A different and better way is to use numerical quadrature methods specifically designed to deal with oscillatory functions. For Bessel functions of the first kind, the quadrature formula from Ogata (2005) is very useful.
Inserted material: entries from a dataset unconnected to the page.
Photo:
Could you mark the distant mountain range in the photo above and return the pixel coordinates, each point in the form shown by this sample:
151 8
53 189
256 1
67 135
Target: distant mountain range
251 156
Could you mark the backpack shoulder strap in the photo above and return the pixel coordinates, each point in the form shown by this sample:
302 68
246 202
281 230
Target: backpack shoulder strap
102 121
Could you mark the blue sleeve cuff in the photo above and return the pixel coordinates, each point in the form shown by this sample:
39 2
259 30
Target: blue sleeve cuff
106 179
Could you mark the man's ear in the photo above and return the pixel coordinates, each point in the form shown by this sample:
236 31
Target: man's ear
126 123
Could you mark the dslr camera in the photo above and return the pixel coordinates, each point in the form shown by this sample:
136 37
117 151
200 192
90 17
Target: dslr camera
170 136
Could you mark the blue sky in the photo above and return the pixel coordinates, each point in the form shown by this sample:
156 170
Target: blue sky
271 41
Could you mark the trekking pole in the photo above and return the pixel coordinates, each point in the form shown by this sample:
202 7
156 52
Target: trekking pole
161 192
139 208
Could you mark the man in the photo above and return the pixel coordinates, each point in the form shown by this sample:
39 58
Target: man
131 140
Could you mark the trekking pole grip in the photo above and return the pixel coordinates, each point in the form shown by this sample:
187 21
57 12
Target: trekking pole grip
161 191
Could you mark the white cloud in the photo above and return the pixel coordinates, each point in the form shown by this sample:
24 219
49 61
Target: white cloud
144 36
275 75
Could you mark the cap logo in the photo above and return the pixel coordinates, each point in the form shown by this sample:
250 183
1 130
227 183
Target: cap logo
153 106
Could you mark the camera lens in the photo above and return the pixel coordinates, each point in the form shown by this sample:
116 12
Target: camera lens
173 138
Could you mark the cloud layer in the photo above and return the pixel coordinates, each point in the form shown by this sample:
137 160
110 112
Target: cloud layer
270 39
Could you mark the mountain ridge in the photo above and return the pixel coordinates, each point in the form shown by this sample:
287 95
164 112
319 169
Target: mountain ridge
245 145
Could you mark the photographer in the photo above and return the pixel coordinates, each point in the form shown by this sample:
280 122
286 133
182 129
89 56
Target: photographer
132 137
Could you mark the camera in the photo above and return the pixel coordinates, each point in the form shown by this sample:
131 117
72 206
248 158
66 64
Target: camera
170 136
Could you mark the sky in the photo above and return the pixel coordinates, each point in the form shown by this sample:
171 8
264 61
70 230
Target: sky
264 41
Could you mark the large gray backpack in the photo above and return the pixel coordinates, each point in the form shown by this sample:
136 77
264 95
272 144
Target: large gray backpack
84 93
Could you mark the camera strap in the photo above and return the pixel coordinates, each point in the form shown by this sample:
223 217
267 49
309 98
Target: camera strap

Ogata (2005) demonstrates that integrals of the type \begin{equation} \int_0^\infty \mathrm{d}x\,J_\nu(x)\,f(x) \end{equation} can be approximated as \begin{align} \int_0^\infty \mathrm{d}x\,J_\nu(x)\,f(x) & \approx \label{eq-math-besselint} \pi\,\sum_{k=1}^{\infty}{w_{\nu k}\,f\left({\pi \over h}\,\psi\left[h\,\xi_{\nu k}\right]\right)\,J_\nu\left({\pi \over h}\,\psi\left[h\,\xi_{\nu k}\right]\right)\,\psi'\left(h\,\xi_{\nu k}\right)}\,, \end{align} where \(\psi(t)\) and its derivative \(\psi'(t)\) are \begin{equation} \psi(t) = t\,\tanh\left({\pi \over 2}\,\sinh t\right)\,,\quad \psi'(t) = {\sinh\left(\pi\,\sinh t\right)+\pi\,t\,\cosh t \over \cosh\left(\pi\,\sinh t\right)+1}\,. \end{equation} The weights \(w_{\nu k}\) are given by \begin{equation}\label{eq-math-besselint-weights} w_{\nu k} = {2\over \pi^2\,\xi_{\nu k}\,J^2_{\nu+1}\left(\pi\,\xi_{\nu k}\right)}\,. \end{equation} The \(\xi_{\nu k}\) are the zeros of the Bessel function \(J_{\nu}(\pi\,x)\) and \(h\) is a numerical step size that should be set as small as possible. Because as \(k \rightarrow \infty\), \({\pi \over h}\,\psi(h\,\xi_{\nu k}) \rightarrow \pi\,\xi_{\nu k}\), which are the zeros of \(J_{\nu}(x)\), the terms in the sum quickly approach zero, such that convergence is obtained with a small number of terms. Mathematically, this approach happens “double exponentially” (that is, fast), but this has nothing to do with and should not be confused for the double exponential disk model common in galactic dynamics (however, this formula is highly useful for working with double exponential disk models!).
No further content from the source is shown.